A Sport and a Team Grows In Tanzania

Hasheem Thabeet will help the sport of basketball grow in Memphis and Tanzania

By Terry Lyons

NEW YORK – The ESPN television signal was beamed by satellite to entertain the young eyeballs in the United Republic of Tanzania as they witnessed sports history made at about 2:45am this morning in the sovereign state located in the central eastern portion of the continent. The local children, the teens and their parents were welcomed into a local restaurant to watch the cable feed of the draft proceedings since not many homes in Tanzania can afford the luxury of pay TV.

Hasheem Thabeet was in New York City, tucked awkwardly in the confines of Madison Square Garden’s theatre where he was thrilled to be chosen as the second overall pick of the 2009 NBA Draft. Thabeet, like Emeka Okafor, Dikembe Mutombo and Hakeem Olajuwon before him, has been blessed with the talent and he now has the authority to make an impact in the NBA as the first player to hail from Tanzania. If Thabeet follows his continental cohorts, the good folks at Star TV might rethink their local programming strategy and add a few NBA games so the youngsters who’ve been kicking soccer balls can watch their countryman when he suits up for the Memphis Grizzlies next November.

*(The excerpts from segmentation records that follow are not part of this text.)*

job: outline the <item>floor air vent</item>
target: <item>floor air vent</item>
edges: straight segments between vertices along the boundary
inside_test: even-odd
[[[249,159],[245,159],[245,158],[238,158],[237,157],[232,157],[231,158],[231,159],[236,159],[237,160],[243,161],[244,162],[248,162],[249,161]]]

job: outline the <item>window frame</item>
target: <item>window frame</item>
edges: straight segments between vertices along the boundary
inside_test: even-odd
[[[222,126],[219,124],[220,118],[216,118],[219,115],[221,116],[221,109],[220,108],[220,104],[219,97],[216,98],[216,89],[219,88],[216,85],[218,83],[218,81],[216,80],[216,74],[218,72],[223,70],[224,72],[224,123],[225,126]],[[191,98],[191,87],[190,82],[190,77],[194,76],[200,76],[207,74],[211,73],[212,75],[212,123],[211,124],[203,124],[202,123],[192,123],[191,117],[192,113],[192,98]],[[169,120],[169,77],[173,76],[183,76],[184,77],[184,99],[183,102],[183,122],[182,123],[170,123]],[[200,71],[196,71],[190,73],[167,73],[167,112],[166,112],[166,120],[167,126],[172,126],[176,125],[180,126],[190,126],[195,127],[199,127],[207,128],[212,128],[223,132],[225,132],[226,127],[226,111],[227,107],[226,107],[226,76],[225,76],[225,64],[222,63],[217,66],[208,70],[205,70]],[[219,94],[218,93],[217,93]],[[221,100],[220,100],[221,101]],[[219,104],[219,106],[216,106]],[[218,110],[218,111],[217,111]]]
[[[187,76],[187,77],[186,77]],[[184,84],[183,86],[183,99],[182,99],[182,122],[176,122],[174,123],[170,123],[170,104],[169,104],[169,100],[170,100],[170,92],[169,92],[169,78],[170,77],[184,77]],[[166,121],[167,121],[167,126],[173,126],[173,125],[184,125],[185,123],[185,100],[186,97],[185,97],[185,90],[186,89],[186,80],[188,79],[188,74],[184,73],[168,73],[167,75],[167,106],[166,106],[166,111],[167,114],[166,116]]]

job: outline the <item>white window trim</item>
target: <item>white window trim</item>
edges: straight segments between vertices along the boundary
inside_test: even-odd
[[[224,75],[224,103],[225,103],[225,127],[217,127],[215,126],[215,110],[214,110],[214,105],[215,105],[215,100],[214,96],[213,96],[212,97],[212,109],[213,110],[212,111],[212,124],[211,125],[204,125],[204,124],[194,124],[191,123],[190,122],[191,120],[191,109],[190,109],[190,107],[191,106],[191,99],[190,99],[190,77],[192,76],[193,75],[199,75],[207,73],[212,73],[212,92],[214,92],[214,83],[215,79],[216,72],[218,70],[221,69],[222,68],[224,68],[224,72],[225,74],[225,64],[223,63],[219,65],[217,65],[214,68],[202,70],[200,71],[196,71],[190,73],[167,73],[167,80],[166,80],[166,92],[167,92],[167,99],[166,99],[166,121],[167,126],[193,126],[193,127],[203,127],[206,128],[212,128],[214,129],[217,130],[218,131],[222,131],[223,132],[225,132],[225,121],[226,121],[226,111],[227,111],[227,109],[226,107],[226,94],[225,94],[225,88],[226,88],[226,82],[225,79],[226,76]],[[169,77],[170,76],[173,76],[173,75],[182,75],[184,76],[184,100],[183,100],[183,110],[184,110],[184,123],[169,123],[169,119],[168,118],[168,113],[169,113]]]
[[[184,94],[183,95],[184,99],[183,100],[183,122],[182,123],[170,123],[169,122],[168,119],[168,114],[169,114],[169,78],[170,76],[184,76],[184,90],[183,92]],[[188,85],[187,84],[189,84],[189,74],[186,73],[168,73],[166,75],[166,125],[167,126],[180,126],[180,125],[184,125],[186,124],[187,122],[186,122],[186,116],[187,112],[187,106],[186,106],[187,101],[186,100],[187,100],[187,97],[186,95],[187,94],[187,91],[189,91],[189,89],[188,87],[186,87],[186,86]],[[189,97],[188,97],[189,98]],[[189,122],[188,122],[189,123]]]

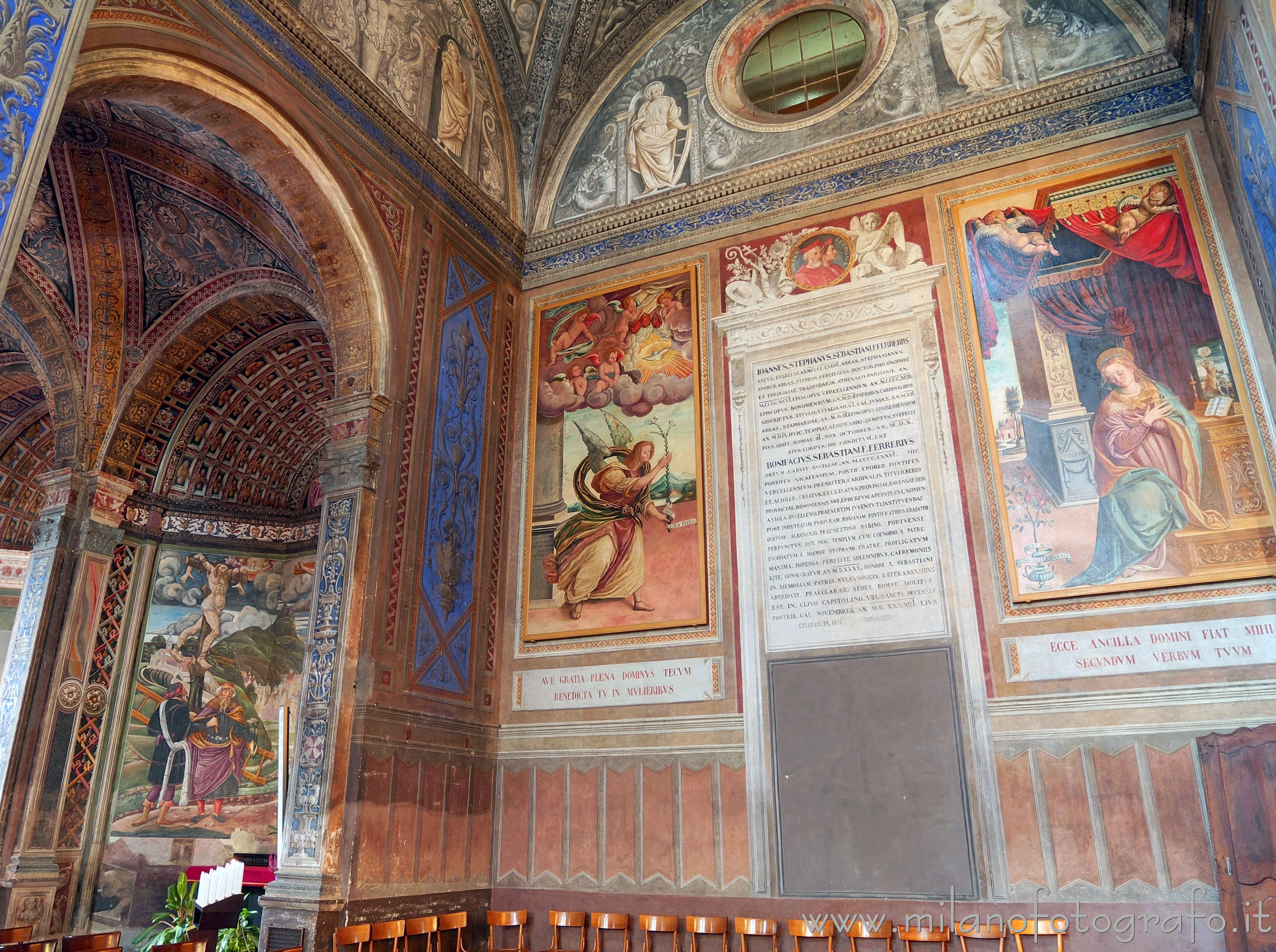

Next year at this time, the soccer balls might become basketballs and the NBA will have another country etched into their list of nations and territories where the game is televised and where the local player development system can far outpace the league’s sales graphs for t-shirts and video games.

“When I first came in (to the USA), I never thought I would be able to make it in Division I basketball. I ended up at UConn and I was coached by Coach Calhoun. He pushed me since day one,” said Thabeet to the assembled media in the Garden’s back hallways near Seventh Avenue. “After my freshman year, I was young and I had to grow up and he prepared me mentally to believe in myself. He challenged me and I challenged myself to be man enough to go out there and play ball.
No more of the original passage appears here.